After breakfast at the South Jenny camp area I had thirty solid miles along the Teton Range. The glacier at Mount Morain is impressive, though dwindling. The highway curves around Lake Jackson, which offers spectacular views of Morain from many angles.
I stopped for lunch and enjoyed great bacon mac’n’cheese at a restaurant along the five-mile stretch between Teton and Yellowstone Parks. Refueled, I headed into a national park I have long dreamed of visiting.
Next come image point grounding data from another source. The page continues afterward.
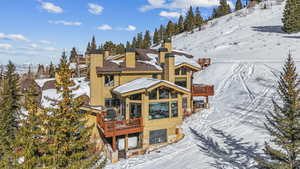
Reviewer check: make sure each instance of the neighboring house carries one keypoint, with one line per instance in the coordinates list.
(140, 98)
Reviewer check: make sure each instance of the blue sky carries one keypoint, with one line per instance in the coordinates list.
(37, 31)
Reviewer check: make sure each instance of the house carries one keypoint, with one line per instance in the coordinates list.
(140, 98)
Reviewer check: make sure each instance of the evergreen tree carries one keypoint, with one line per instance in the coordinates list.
(238, 5)
(128, 45)
(74, 55)
(68, 137)
(180, 25)
(170, 29)
(156, 37)
(283, 123)
(51, 70)
(9, 115)
(139, 40)
(93, 43)
(189, 20)
(29, 137)
(198, 18)
(88, 48)
(134, 43)
(147, 40)
(291, 17)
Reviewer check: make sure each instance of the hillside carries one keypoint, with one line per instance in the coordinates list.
(247, 49)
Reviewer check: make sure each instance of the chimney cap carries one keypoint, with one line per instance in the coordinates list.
(163, 50)
(129, 50)
(169, 55)
(96, 51)
(167, 41)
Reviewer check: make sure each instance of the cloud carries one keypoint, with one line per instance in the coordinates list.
(45, 42)
(5, 46)
(169, 14)
(35, 47)
(50, 7)
(130, 28)
(177, 4)
(95, 9)
(14, 37)
(66, 23)
(104, 27)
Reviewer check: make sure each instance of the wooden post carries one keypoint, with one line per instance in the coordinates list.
(126, 142)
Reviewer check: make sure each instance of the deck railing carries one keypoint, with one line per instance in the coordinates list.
(204, 62)
(121, 127)
(202, 90)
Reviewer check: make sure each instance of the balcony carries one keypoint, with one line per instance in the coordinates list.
(112, 128)
(202, 90)
(204, 62)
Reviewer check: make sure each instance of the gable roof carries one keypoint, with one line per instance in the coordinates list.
(144, 83)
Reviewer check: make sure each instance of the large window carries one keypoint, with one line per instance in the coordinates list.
(158, 136)
(174, 109)
(109, 80)
(153, 94)
(112, 102)
(163, 93)
(181, 83)
(136, 97)
(135, 110)
(159, 110)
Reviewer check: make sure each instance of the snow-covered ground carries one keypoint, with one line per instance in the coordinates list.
(248, 50)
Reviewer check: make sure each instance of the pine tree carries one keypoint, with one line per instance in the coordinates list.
(93, 43)
(189, 20)
(29, 140)
(170, 29)
(139, 40)
(291, 17)
(68, 137)
(198, 18)
(238, 5)
(180, 25)
(134, 43)
(73, 56)
(156, 37)
(51, 70)
(147, 40)
(128, 45)
(9, 115)
(88, 48)
(283, 123)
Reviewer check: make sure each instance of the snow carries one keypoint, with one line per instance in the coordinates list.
(248, 50)
(80, 88)
(182, 59)
(41, 82)
(142, 83)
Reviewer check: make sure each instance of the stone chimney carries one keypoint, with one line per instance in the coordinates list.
(169, 68)
(106, 53)
(130, 58)
(96, 83)
(168, 44)
(162, 52)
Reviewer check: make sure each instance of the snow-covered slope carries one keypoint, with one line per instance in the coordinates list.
(247, 49)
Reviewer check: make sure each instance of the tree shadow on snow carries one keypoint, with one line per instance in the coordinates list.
(233, 153)
(269, 29)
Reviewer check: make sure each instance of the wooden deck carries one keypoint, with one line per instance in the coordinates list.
(117, 128)
(203, 90)
(204, 62)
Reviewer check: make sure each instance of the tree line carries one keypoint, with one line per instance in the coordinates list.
(32, 136)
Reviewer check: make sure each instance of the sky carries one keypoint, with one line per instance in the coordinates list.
(38, 31)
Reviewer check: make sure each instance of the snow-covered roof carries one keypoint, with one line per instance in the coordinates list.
(142, 83)
(182, 59)
(41, 82)
(81, 88)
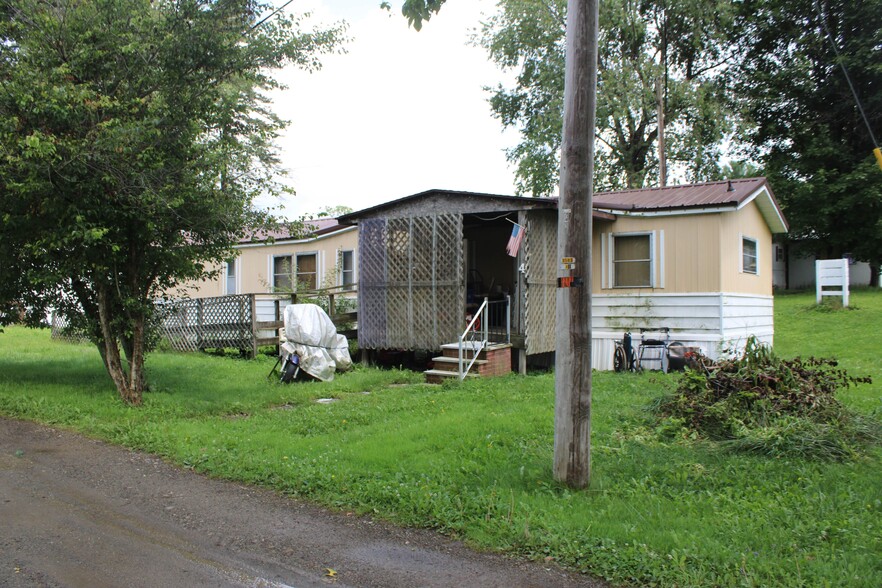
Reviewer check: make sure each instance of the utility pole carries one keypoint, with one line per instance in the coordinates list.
(572, 380)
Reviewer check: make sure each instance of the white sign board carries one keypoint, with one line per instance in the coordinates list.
(831, 279)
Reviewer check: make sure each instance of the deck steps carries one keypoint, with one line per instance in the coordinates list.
(493, 360)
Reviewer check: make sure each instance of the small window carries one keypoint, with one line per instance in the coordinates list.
(632, 261)
(307, 273)
(748, 255)
(283, 279)
(347, 269)
(231, 276)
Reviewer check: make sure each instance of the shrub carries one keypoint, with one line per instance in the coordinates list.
(760, 403)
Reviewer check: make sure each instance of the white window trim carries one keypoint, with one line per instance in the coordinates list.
(653, 258)
(272, 269)
(741, 240)
(341, 251)
(318, 266)
(237, 267)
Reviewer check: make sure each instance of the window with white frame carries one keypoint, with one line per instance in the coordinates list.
(347, 269)
(632, 258)
(307, 271)
(283, 273)
(231, 276)
(749, 256)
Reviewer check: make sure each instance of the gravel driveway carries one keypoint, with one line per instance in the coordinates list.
(78, 512)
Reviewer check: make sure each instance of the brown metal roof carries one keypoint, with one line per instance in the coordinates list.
(712, 194)
(312, 228)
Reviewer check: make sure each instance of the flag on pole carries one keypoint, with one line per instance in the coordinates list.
(514, 242)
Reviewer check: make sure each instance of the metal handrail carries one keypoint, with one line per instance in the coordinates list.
(476, 349)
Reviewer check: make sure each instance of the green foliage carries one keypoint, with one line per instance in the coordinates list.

The southern portion of Yellowstone is the Teton’s figure-ground cousin. The Tetons splendor is easy to see: the roads in the wide valley are generous; the mountains rise like knives out of the plain. In Yellowstone, the view from the road reveals only millions of longpole pine trees. But as the road cants up, giant crevices and deep canyons fall off on either side. You have to stop at intermittent turnoffs to appreciate them. Riding along the base of the Tetons filled me with awe at the giant sculptural forms. Pedaling along the narrow Yellowstone Road with no shoulder and big drop-offs triggered my vertigo, though I enjoyed many scenic pit stops along the way.
When I stopped at the Continental Divide the sky behind me was black, lightning raging. I cycled four miles downhill to the Grant Village Visitor Center, and arrived at 4:30 p.m. By the time the rain caught up with me, I was safe inside. I stayed there until 7 o’clock closing, during which time I met Laura, a lovely French woman who works in San Francisco and loves to travel the West. She invited me to diner with her boyfriend, Olivier, and we had a lovely meal. Afterward we all attended an informative, funny ranger program on bears. By ten the rain had stopped the stars were bright, and I spent my first night sleeping outside. (FYI: reservations for any accommodation at Yellowstone have to made months in advance, which is not my style. However, they provide same day tents sites for hikers and cyclists. Isn’t that great!)